Value Find: MISCOR Group, Ltd.

Not all microcaps have recovered since the August market meltdown, which could spell opportunity for investors who are looking in the right places and are willing to roll the dice.
Case in point is South Bend, Ind.-based MISCOR Group, Ltd. (OTC: MCGL). Shares of the scrappy $40 million market capitalization industrial services provider have been sliced in half since July. Over this time, the only news out of MISCOR has been the release of its fiscal second quarter earnings report. Earnings weren’t great, but they certainly weren’t bad either.
While microcap MISCOR trades on the lowly OTC Bulletin Board, it has been on our radar for the past year, given that it has a very credible major financial backer in hedge fund group Tontine Associates. Headed by Jeffrey Gendell, Tontine has wracked up 35%-plus net returns per year on average. In January, MISCOR shares began a sharp rally upon the announcement that Tontine had invested $12.5 million in the company as part of a recapitalization.
MISCOR shares hit a high of $0.45 in mid-July before beginning a sharp retreat. As of this writing, MISCOR shares are changing hands for just $0.205, almost in line with the $0.20 a share that Tontine paid for the stock in its January private placement. Tontine isn’t infallible (one of its hedge funds has performed poorly this year), but whenever we can buy a stock near the price a smart hedge fund paid for its position, we generally sit up and take notice.
Founded in 2000 by industry veteran John Martell, MISCOR has grown into a 450 employee company with 13 service centers in five states through a combination of acquisition and organic-driven growth. Ranked on the Inc. 500 list in 2004 and 2005, MISCOR’s goal is to build a national leader in the unglamorous, but underserved and growing industrial services sector. Blue chip clients include names like United States Steel Corporation (NYSE: X), Luxembourg-based ArcelorMittal, Union Pacific Corp. (NYSE: UNP), CSX Corporation (NYSE: CSX), Marathon Oil Corporation (NYSE: MRO) and France-based Alstom S.A.
MISCOR serves two segments of the “aging industrial backbone:” repair, remanufacturing and manufacturing (RRM), and construction and engineering services (CES). The RRM segment includes maintenance and repair for industrial motors, generators and lifting magnets. Additional services include diesel engine component manufacturing, remanufacturing and repair services. The CES segment includes electrical contracting, engineering and repair services for electrical power distribution systems in the industrial, commercial and institutional sectors.
For the fiscal second quarter ended July 1, MISCOR reported revenue of $16.8 million, a 16% increase from revenue of $14.5 million a year earlier. Revenue growth was partly driven by an acquisition last May. RRM revenue increased 12% to $12.1 million and CES revenue leapt 26% to $4.6 million. Net income for the quarter was $0.21 million, or $0.00 a share, compared with a loss of $1.1 million, or $0.01 a share, a year ago.
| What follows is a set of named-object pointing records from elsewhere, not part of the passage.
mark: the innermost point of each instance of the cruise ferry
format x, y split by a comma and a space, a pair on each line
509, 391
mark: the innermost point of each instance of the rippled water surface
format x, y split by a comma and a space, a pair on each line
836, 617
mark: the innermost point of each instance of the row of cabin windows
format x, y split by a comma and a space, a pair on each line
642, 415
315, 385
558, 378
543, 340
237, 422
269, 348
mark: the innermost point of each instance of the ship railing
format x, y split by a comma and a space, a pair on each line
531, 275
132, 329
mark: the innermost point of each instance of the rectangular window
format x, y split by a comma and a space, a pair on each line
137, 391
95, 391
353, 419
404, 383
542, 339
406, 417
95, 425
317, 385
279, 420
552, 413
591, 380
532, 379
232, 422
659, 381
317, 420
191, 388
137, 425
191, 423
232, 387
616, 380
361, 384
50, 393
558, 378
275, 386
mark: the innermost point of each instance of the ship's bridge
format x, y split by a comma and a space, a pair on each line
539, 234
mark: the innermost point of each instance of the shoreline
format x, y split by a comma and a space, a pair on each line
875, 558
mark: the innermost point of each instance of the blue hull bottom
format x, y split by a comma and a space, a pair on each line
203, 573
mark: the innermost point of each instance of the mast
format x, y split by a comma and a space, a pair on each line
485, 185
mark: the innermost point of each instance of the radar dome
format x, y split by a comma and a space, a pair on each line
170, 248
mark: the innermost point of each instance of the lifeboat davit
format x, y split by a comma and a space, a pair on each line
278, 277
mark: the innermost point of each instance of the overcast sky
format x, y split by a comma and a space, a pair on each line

The improved bottom-line performance was driven by higher sales and lower interest expense as a result of the company’s recapitalization.
MISCOR ended its fiscal second quarter with $1.25 million in cash on hand and approximately $5.2 million in net debt outstanding Even with access to a $5 million line of credit, the company remains capital constrained. MISCOR would have to raise additional capital as part of any decent-sized acquisition. Thus, some future dilution looks likely. This isn’t necessarily a bad thing, though, as a smart acquisition or two could be well received by the market. On this front, MISCOR is a bet on the ability of CEO John Martell and Tontine Associates to create value.
Martell and Tontine have significant “skin in the game” with ownerships stakes in MISCOR of 45% and 27%, respectively. Prior to founding MISCOR, Martell was a founding shareholder of Trans Tech Electric Inc., which, along with three other companies, became founding members of $3.5 billion market capitalization Quanta Services, Inc. (NYSE: PWR). Martell served as a member of the founding board of Quanta Services until May 2001. Martel could strike out with MISCOR, but this is someone who should know the business and looks to have a credible team behind him.
At recent price levels, the stock checks in with an enterprise value of approximately $45 million. This values the stock at 0.7 times its run-rate revenue of $67 million. Even for a lower-margin business, this valuation looks inexpensive if MISCOR can start dropping more to the bottom-line.
MISCOR can probably best be described currently as a “public venture capital bet,” given its high-risk, high-reward profile. The industrial services sector is one of scale and execution. Even with solid execution and improved scale, MISCOR could be caught by an overall economic slowdown or an unforeseen event. Plus, given its status on the OTC Bulletin Board, there is no analyst coverage and trading volume is light, so sharp volatility in this stock is par for the course.
Bottom line, MISCOR is a “value find” that should only be considered for aggressive, high-risk oriented investors.